It seems that the error occurred in File"/home/boot/STU/workspaces/zjf/ViTPose/models/dilateformer.py", line 90, in forward
which is “qkv = self.qkv(x)” in function forward
However, I can’t fix the error in this code

class MultiDilatelocalAttention(nn.Module):
    "Implementation of Dilate-attention"

    def __init__(self, dim, num_heads=8, qkv_bias=False, qk_scale=None,
                 attn_drop=0.,proj_drop=0., kernel_size=3, dilation=[1, 2, 3]):
        super().__init__()
        self.dim = dim
        self.num_heads = num_heads
        head_dim = dim // num_heads
        self.dilation = dilation
        self.kernel_size = kernel_size
        self.scale = qk_scale or head_dim ** -0.5
        self.num_dilation = len(dilation)
        assert num_heads % self.num_dilation == 0, f"num_heads{num_heads} must be the times of num_dilation{self.num_dilation}!!"
        self.qkv = nn.Conv2d(dim, dim * 3, 1, bias=qkv_bias)
        self.dilate_attention = nn.ModuleList(
            [DilateAttention(head_dim, qk_scale, attn_drop, kernel_size, dilation[i])
             for i in range(self.num_dilation)])
        self.proj = nn.Linear(dim, dim)
        self.proj_drop = nn.Dropout(proj_drop)

    def forward(self, x):
        B, H, W, C = x.shape
        x = x.permute(0, 3, 1, 2)# B, C, H, W
        """
        Only here grad disapear
        """
        print('x before reshape:', x._version)
        qkv = self.qkv(x).reshape(B, 3, self.num_dilation, C//self.num_dilation, H, W).permute(2, 1, 0, 3, 4, 5)
        #num_dilation,3,B,C//num_dilation,H,W
        print('qkv:', qkv._version)
        x = x.reshape(B, self.num_dilation, C//self.num_dilation, H, W).permute(1, 0, 3, 4, 2)
        print('x after reshape:', x._version)
        # num_dilation, B, H, W, C//num_dilation
        for i in range(self.num_dilation):
            x[i] = self.dilate_attention[i](qkv[i][0], qkv[i][1], qkv[i][2])# B, H, W,C//num_dilation
        print('x after qkv:', x._version)
        x = x.permute(1, 2, 3, 0, 4).reshape(B, H, W, C)
        x = self.proj(x)
        x = self.proj_drop(x)
        return x

Hi Zhouker!

This line of code calling self.qkv().reshape().permute() doesn’t match the call to
self.qkv() quoted in the forward-call traceback produced by detect_anomaly().

Are you sure that you’re looking at the right sections or versions of your code here?

This looks like a problem.
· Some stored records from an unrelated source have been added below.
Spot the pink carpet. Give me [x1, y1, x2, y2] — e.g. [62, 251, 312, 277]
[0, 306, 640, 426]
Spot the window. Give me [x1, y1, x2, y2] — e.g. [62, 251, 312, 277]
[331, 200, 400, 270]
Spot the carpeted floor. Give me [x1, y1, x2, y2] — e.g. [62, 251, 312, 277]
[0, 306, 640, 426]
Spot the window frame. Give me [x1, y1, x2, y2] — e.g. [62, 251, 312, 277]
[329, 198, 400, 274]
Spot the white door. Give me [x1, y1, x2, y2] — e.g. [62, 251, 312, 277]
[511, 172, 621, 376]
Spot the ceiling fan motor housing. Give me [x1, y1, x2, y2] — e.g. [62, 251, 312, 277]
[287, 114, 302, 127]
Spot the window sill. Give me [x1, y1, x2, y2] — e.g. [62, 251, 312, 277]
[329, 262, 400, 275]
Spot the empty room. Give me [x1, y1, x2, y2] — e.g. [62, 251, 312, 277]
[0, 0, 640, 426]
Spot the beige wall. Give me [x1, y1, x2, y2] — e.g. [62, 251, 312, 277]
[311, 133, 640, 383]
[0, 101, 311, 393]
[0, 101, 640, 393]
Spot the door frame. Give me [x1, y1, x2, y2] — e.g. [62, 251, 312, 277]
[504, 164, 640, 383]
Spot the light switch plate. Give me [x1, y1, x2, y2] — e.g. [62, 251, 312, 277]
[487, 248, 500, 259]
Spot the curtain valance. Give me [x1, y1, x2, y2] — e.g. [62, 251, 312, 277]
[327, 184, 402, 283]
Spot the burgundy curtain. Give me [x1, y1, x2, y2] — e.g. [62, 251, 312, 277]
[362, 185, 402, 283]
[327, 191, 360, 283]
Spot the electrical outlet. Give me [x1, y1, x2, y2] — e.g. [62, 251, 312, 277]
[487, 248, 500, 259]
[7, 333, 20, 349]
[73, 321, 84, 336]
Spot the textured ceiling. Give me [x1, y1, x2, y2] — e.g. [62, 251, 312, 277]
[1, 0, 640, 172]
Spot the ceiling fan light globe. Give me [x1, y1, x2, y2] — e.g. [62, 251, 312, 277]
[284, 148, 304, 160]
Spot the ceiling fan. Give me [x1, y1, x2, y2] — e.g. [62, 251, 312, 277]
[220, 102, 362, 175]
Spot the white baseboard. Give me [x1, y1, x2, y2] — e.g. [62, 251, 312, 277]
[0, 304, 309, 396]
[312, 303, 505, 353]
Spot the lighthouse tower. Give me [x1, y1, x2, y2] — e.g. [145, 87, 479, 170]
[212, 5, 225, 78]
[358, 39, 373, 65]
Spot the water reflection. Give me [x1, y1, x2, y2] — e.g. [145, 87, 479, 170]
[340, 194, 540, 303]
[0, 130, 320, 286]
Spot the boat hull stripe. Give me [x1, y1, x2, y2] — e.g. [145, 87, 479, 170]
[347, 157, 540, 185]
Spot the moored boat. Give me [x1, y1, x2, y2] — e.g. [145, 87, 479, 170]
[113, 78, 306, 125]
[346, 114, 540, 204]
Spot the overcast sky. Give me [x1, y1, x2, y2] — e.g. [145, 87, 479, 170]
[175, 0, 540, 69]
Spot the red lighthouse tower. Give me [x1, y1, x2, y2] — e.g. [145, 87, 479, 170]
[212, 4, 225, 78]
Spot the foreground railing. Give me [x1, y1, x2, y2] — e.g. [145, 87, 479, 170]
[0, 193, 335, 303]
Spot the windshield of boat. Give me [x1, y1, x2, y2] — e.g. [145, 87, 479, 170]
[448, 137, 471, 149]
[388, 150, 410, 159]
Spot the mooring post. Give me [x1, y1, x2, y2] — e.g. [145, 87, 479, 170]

As I understand it, x (at this point in the code) is a tensor in
the computation graph.

Note that writing into a tensor with indexing is an inplace modification, so it looks like
x[i] = ... is introducing an inplace modification into the computation graph.

What is the shape of x at this point as confirmed by printing out x.shape? Does
it match the shape of the modified tensor reported in the original error message?

What are your print statements showing for x._version? Is it changing, indicating an
inplace modification? Do the values of x._version line up with those in the original
error message?

You can find a discussion of how to debug inplace-modification errors in this post.

Inplace-modification errors can often be “fixed” (that is, swept under the rug) with pytorch’s
allow-mutation context manager.

Best.

K. Frank

1 Like

@KFrank
The problem is indeed with what you said x[i]=… the inplace modified. Now I’ve already solved this problem.
I truly appreciate your assistance.Thank you.